Xerox, Under Activists’ Pressure, Calls Off Merger With Fujifilm

Xerox’s headquarters in Norwalk, Conn. The company said on Sunday that it would replace its chief executive, Jeff Jacobson, while making a series of changes to its board of directors.

Xerox said on Sunday that it was calling off its merger deal with Fujifilm of Japan, after reaching a settlement with the shareholder activist Carl Icahn and another major investor who sharply opposed the deal.

In recent weeks, it had become increasingly clear that the deal was in jeopardy. Under the terms of the settlement with the two shareholders, Xerox said it would replace its chief executive, Jeff Jacobson, while making a series of changes to its board of directors. The company’s first settlement with its investors fell apart this month.

Mr. Icahn, the billionaire hedge fund manager, and Darwin Deason, who became a major Xerox investor after selling his company to it, had argued that the merger agreement undervalued the company. In a lawsuit aimed at stopping the merger, Mr. Deason accused Mr. Jacobson of striking the deal to keep a job at the combined company.

Xerox said it was backing out of the deal because, among other things, Fujifilm did not deliver audited statements by April 15. When the statements were delivered, it said, the audited financials had “material deviations” from the unaudited statements given to Xerox earlier.
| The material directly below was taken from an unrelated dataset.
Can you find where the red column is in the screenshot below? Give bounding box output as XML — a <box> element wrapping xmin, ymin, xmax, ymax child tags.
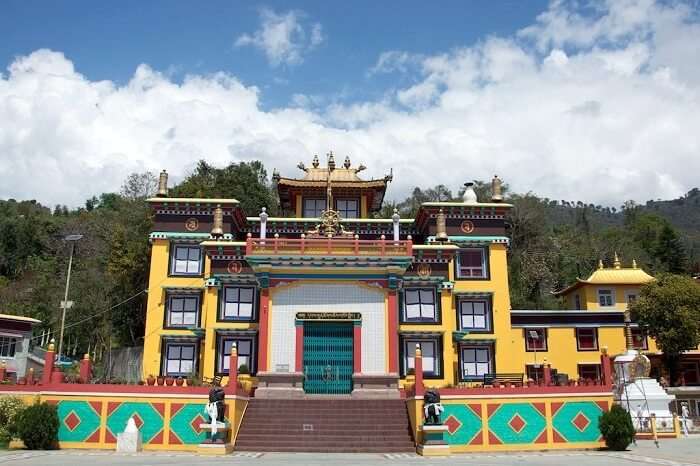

In a statement, Xerox’s former board of directors said that over the past several weeks, it had repeatedly requested that Fujifilm consider improved terms for the deal. “Despite our insistence, Fujifilm provided no assurance that it will do so within an acceptable time frame,” the directors said.

As part of Xerox’s settlement with the investors, the company said John Visentin, a former technology executive, is expected to be named chief executive and vice chairman, replacing Mr. Jacobson. Keith Cozza, chief executive of Icahn Enterprises L.P., will become chairman.

The new board of directors plans to meet soon to “begin a process to evaluate all strategic alternatives to maximize shareholder value,” the company said in a statement.

Under the merger deal announced in January, Fujifilm would have owned just over half of Xerox’s business. The companies had planned to cut $1.7 billion in costs over the next several years while cutting thousands of jobs at their joint venture.

In a statement, Fujifilm said that Xerox didn’t have the right to terminate the deal that it could pursue damages.

“We continue to believe it is the best option designed to allow the stockholders of both companies to share the enhanced future value of the combined company with Fujifilm,” it said. “Fujifilm will urge the Xerox board of directors to reconsider their decision.”